Von der Unmöglichkeit der Abgrenzung
Der Bajazzo (Pagliacci) hat am 30. Oktober Premiere. Zu Probenbeginn Anfang September 2021 stellten die Regisseurin Ulrike Schwab und die Ausstatterin Rebekka Dornhege Reyes den Sänger:innen das Konzept der Inszenierung vor. Ein Blick auf die Probebühne ermöglicht von der Dramaturgin Caroline Scheidegger.

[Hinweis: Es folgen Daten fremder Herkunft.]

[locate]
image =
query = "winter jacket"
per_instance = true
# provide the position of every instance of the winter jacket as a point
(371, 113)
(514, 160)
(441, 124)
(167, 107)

Ulrike Schwab: Pagliacci spielt im Schausteller-Milieu. Es geht um eine Theatertruppe, die von Zwischenmenschlichkeiten aufgerieben wird, von tiefen Sehnsüchten, der Suche nach Identität. Es gibt verschmähtes Begehren, rasende Eifersucht, vieles, was uns alle innerlich bewegt und auffrisst. Doch all diese menschlichen Konflikte bleiben nicht abseits der Bühne; die Figuren von Leoncavallo können das private Leben irgendwann nicht mehr von ihrem Spiel auf der Bühne trennen. Das Leben – und damit auch der Tod – brechen in die Fiktion hinein, so dass Nedda am Ende der scheinbaren Komödie zu Tode kommt. Und genau dieses Spiel mit dem Sterben, das Leben für die Kunst mit Haut und Haar bis zur Gefahr der eigenen Auslöschung, die physische Verausgabung der Künstler:innen auf der Bühne, die durchaus mit realen Schmerzen verbunden ist, das sind Themen, die mich schon immer fasziniert haben – und um die wir auch als Team in der Vorbereitung auf Pagliacci gekreist sind. Unser Ausgangspunkt war die Frage nach der Grenze zwischen dem Menschen und dem Künstler, so wie du es, Claudio (zeigt auf Claudio Otelli, der den Tonio spielt), gleich am Anfang in deinem Prolog ankündigst: Ihr werdet Menschen aus Fleisch und Blut sehen, Menschen, die echte Tränen weinen.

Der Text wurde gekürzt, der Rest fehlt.